アーカイブ:アポロ着陸地点の観察1971/02/03



(C)NASA
アポロ計画で月に着陸した6機の「Lunar Module」はとても小さく、アマチュアが小型望遠鏡で地球から観察することは困難です。でも「どのあたりに着陸したんだろう」と興味が湧きませんか?このアーカイブはアポロLMベース観察をサポートするデータをまとめました。


《アポロLMの日照日時》

各LMの日照日時は、ユーティリティ「月面地形の日照カレンダー」を使ってください。年/LM番号/上弦下弦/観察場所(都道府県単位)を指定すると一覧表を表示できます。月高度などの観察条件も併せて調べることが可能です。(※リンク先で番号や条件を変えることもできますので、どこから入っても構いません。)




《アポロLM付近はいつ見える?》

【アポロ着陸点の位置】
対象名月面経度月面緯度月面標高
11号LM23.47314°0.67416°-1250m
12号LM-23.42190°-3.01280°486m
14号LM-17.47194°-3.64589°-322m
15号LM3.63330°26.13239°-2019m
16号LM15.50110°-8.97340°-1220m
17号LM30.77230°20.19110°-2589m
アポロ計画では11号から17号まで月着陸を目指し、このうち途中棄権した13号を除く全てが着陸と地球帰還に成功しました。NASAの公開資料によると、月着陸船(Lunar Module)の着陸地は右表のポイントです。(経度の正の値は東経・負は西経/緯度の正の値は北緯・負は南緯。)標高はLROの標高データを参照した、平均月面からの数値です。この値は測定年代や座標系によって若干異なる場合があるようです。

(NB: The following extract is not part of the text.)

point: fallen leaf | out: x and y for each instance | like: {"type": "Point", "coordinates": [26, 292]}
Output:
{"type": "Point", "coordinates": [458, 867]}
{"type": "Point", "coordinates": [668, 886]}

右表値に基づいて各LMの日出(上弦側で欠け際に達すること)と日没(下弦側で欠け際に達すること)を迎えるタイミングを計算すると、月齢や太陽黄経差の値が下表のようになりました。例えば11号ポイントは五日月ごろに日が当たり始めるので、この日以後の数日間が見頃だと分かります。観察の大雑把な予定を立てるなら、これで十分でしょう。下弦の場合は下表に達する前の数日間が見頃なので、前後を間違えないようにしてください。

初めからダイレクトに位置を特定することは難しいと思います。最初は近い月齢で大きい海や目立つクレーターを探し出せるようになってください。各LMポイント近くの大きなクレーターが分かるようになれば素晴らしい。一度にがんばらなくて良いですから、月面探険を楽しみつつ、焦らず探しましょう。アーカイブ「月の形」には太陽黄経差3°ごとに撮り分けた月面画像がありますので、下表を頼りに画像を選んで練習することができますよ。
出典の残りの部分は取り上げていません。